Social media’s impact in the higher-ed classroom


Higher-ed’s use of social media tools such as Twitter is changing rapidly.

Higher education’s use of social media in the classroom is expanding and changing, with younger faculty members leading the way and influencing how tools such as Facebook, Twitter, and video are used, according to an October 2012 survey.

“Blogs, Wikis, Podcasts and Facebook: How Today’s Higher Education Faculty Use Social Media” surveyed of nearly 4,000 teaching faculty from all disciplines in higher education. The third annual survey represents U.S. higher education professors and examined both the personal and professional impacts of social media. The report comes from the Babson Survey Research Group and Pearson.

“Faculty are clearly becoming more comfortable leveraging social media in their personal, professional and instructional lives,” said Jeff Seaman, Ph.D., co-director of the Babson Survey Research Group. “Social media is no longer seen as time-consuming to learn and use, which shows that faculty are more proficient and better acquainted with the social media tools available to them.”

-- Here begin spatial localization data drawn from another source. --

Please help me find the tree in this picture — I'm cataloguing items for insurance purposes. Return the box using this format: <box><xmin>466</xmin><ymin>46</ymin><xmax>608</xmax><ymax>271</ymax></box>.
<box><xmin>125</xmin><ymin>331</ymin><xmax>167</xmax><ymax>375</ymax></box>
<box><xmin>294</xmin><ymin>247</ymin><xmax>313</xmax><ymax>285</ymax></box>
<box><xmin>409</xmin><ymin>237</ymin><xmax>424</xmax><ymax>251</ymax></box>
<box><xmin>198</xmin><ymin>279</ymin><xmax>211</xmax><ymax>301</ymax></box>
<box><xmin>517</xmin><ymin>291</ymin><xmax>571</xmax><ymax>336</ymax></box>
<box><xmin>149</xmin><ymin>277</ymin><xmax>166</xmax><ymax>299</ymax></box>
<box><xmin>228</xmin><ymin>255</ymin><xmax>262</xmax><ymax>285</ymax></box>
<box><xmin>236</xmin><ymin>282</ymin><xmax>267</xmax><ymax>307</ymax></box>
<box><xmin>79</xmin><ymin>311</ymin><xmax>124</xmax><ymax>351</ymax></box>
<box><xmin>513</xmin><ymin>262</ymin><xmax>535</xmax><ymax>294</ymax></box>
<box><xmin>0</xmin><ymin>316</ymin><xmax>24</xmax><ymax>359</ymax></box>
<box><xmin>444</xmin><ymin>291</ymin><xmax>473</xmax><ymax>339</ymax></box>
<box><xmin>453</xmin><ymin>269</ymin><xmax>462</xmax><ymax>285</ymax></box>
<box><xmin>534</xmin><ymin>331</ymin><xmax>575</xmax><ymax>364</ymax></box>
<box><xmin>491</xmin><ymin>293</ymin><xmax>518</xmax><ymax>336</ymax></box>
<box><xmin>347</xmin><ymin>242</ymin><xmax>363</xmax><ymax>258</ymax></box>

More than one-quarter of all faculty said that they use social media for personal use daily, and nearly all of them use Facebook.  More than half of faculty (52.5 percent) use Facebook at least monthly, 23.9 percent use LinkedIn at least monthly, and 21.6 percent use blogs and wikis at least monthly.

“The number of teaching faculty that report that they check in with Facebook on a daily basis is the same one-quarter who mention daily use of any site,” according to the report.

Younger faculty members appear to use social media more than older faculty members, and use is different depending on what subject areas faculty teach.

“There is a relationship between the rate of personal social media use and the discipline of the faculty member,” the report notes. “Faculty who teach in Humanities and Arts have the highest rates of use (72 percent) while those in the Natural Sciences the lowest (57 percent). The impact of discipline, while clear, is not nearly as great as that seen for age.”
In the classroom, 19.6 percent of faculty ask that students view blogs and wikis, 12.2 percent ask students to leave comments, and 14.4 percent ask students to post or create.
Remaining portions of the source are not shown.